Pasangan suami istri asal Kabupaten Sambas, Kalbar, Iskandar dan Masliyah juga mengaku bersyukur program tersebut dapat terealisasi. Untuk layanan KB di Malaysia, sebulan sekali istrinya suntik KB, kalau lengkap dengan tes urine, bisa 166 RM (kisaran Rp564 ribu).

Ada juga Nurma (26) yang memilih menggunakan implant sebagai metode kontrasepsi jangka panjang, karena ingin fokus mengurus anak semata wayang yang sudah berusia 7 tahun.


Tantangan berkelanjutan

Hasto Wardoyo menyadari bahwa tidak mudah untuk melayani warga Indonesia yang menjadi pekerja migran di negeri lain, seperti Malaysia. Menurut dia, perlu sinergi antarpihak dan komitmen melayani warga negara dimanapun berada.

Sarawak adalah salah satu negara bagian Malaysia yang menjadi tujuan pekerja migran Indonesia. Konjen RI di Kuching, Yonny Triprayitno memperkirakan setidaknya ada 130.000-an pekerja migran Indonesia di Sarawak.

Mereka bekerja di berbagai sektor, terutama di perkebunan kelapa sawit. Ladang Ladong di Simunjan termasuk yang dekat dan mudah dijangkau dari jalan utama. Masih banyak yang tersebar di sepanjang Sarawak hingga ke daerah yang sulit dijangkau.

Meski begitu, Hasto Wardoyo tetap menegaskan bahwa apa yang telah dilakukan di Simunjan akan terus berkelanjutan. Tidak hanya di dekat Kuching, namun juga daerah lain yang menjadi pusat penempatan pekerja migran Indonesia di Sarawak.

Selain itu, dapat juga dilakukan bersamaan dengan kegiatan yang berkaitan kebutuhan pekerja migran Indonesia, seperti pembuatan paspor atau layanan administrasi kependudukan lainnya. KJRI di Kuching rutin melakukan "jemput bola" ke pekerja migran Indonesia yang membutuhkan layanan keimigrasian itu.

Yonny Triprayitno menuturkan, dengan jemput bola seperti itu, setidaknya para pekerja migran Indonesia dapat mengurangi pengeluaran. Ujung-ujungnya, penghematan bagi si pekerja migran Indonesia.

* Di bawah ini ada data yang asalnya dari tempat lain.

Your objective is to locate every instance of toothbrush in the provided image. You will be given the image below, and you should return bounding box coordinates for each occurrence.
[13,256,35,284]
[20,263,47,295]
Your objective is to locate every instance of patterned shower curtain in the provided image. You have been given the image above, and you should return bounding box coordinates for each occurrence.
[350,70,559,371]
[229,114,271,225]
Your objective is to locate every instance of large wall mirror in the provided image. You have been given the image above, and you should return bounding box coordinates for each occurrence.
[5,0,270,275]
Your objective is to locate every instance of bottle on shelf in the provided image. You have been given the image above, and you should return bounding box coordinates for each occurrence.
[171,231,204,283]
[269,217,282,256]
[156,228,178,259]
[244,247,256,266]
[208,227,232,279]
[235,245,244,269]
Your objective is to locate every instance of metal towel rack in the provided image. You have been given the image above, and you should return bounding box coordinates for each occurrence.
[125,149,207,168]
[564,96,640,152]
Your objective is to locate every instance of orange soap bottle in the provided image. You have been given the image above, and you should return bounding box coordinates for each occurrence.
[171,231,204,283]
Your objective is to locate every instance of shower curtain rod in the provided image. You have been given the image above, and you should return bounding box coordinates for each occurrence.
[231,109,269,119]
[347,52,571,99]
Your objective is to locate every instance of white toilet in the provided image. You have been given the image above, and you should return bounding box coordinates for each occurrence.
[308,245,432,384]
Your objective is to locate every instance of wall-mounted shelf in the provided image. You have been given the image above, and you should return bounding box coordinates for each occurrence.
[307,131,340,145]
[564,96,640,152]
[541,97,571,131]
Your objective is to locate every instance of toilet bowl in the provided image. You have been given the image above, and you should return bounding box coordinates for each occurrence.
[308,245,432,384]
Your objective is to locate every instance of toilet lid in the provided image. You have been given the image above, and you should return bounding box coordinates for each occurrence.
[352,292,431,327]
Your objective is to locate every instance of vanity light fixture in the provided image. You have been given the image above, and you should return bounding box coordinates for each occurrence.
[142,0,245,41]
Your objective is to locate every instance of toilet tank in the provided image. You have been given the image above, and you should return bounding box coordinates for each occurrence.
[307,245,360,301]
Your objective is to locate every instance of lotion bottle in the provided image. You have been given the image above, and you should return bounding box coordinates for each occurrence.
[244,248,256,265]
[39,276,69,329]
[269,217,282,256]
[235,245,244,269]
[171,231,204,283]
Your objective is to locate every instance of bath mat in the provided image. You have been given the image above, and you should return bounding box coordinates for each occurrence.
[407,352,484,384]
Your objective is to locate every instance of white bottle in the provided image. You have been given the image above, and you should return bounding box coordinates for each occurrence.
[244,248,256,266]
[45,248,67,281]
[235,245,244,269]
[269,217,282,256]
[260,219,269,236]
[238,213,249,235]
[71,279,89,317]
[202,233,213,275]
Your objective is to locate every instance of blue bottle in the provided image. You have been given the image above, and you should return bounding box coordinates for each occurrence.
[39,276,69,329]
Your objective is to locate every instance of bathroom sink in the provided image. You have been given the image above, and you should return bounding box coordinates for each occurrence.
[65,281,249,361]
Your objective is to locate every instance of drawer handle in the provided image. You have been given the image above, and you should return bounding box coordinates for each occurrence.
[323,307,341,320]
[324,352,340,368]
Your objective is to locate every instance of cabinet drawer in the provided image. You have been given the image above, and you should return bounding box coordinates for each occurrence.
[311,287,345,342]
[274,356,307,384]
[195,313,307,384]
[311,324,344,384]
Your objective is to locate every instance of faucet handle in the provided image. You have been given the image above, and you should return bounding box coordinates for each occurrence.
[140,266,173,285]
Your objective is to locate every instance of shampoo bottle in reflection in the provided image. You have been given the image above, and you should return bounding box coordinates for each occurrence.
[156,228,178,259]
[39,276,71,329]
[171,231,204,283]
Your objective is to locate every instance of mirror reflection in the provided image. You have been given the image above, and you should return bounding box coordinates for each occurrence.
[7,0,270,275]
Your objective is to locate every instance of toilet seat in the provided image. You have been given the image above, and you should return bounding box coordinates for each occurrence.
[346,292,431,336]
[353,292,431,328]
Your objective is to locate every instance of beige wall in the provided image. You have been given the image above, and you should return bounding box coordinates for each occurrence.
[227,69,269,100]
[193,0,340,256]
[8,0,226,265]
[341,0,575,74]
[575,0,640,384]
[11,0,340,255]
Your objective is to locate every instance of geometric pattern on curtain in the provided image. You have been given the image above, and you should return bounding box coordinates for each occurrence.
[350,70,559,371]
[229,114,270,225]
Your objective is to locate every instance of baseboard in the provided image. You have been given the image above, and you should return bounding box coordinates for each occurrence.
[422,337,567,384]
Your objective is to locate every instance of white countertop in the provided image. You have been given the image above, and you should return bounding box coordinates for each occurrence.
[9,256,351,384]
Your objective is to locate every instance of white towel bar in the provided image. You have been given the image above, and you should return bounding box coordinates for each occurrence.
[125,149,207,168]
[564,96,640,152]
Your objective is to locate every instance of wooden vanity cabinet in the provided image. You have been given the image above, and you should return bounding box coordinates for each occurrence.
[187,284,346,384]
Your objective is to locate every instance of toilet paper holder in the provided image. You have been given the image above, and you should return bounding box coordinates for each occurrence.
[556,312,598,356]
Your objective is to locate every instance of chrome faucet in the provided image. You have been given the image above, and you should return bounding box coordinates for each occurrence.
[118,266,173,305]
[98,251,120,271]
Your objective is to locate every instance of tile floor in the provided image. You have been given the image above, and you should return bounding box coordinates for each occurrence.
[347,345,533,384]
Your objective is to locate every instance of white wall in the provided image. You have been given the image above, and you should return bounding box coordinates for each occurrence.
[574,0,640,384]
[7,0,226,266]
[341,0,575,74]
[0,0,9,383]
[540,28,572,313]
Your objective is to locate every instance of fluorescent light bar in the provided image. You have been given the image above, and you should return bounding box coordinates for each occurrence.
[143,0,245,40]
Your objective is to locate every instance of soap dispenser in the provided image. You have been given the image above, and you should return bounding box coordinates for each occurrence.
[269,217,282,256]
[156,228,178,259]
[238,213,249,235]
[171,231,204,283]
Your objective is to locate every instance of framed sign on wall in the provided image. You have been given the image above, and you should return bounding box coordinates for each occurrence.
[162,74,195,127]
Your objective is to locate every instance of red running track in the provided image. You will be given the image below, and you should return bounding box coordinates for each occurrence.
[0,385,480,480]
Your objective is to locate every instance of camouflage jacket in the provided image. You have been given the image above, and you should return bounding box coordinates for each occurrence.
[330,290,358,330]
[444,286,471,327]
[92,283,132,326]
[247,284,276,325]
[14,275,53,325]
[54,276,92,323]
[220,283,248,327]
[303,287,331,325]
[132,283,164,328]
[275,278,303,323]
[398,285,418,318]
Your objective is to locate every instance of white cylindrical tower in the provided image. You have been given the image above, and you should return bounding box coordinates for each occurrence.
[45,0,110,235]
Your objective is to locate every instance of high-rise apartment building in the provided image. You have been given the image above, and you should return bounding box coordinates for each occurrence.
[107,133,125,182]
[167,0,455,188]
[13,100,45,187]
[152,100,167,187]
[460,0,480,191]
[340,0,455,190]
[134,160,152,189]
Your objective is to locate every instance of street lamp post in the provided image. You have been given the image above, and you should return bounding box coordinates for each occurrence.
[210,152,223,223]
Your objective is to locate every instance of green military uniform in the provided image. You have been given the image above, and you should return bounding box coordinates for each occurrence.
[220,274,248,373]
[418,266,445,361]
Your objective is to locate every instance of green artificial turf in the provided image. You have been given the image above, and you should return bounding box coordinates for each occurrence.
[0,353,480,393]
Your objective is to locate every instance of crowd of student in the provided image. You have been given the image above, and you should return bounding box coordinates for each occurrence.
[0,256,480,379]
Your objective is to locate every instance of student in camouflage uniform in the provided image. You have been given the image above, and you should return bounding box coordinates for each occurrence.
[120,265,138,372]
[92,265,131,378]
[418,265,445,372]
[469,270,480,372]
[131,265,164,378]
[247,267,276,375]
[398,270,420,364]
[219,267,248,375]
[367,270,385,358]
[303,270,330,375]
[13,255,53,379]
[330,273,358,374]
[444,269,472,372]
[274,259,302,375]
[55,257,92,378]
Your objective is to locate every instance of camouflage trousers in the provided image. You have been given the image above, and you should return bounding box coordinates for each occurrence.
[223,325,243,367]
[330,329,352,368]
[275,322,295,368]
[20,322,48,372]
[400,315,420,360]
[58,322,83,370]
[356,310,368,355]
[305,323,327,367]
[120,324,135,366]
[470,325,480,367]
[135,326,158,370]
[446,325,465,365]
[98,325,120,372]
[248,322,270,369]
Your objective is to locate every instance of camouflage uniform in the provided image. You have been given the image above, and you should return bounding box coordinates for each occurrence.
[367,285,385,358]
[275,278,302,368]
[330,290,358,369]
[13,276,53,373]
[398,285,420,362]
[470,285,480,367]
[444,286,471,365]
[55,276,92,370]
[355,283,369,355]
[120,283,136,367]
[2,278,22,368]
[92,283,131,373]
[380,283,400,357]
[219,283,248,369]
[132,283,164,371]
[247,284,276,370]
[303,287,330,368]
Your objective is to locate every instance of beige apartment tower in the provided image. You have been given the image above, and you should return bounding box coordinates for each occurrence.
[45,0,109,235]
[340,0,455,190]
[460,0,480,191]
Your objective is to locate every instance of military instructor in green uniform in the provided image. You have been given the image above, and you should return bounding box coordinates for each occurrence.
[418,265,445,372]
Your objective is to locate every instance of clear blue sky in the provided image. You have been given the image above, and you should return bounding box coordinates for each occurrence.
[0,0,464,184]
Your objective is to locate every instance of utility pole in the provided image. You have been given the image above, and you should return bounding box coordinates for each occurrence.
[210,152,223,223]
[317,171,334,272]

Tidak hanya dari sisi kesehatan dan keimigrasian, ada banyak pekerjaan rumah bagi kehidupan pekerja migran Indonesia, seperti pendidikan, yang selama ini mengandalkan Community Learning Center (CLC). Di CLC, anak-anak dari pekerja migran Indonesia mendapat pendidikan. Gurunya ada yang dikirim dari Pemerintah Indonesia ke berbagai CLC yang tersebar di Sarawak, termasuk di Sabah.

Hasto menegaskan, tujuan akhirnya adalah sesuai prioritas Presiden Joko Widowo, yakni menjadikan SDM Indonesia yang unggul. Tidak hanya di dalam negeri, namun juga bagi mereka yang hidup di negera jiran atau asing.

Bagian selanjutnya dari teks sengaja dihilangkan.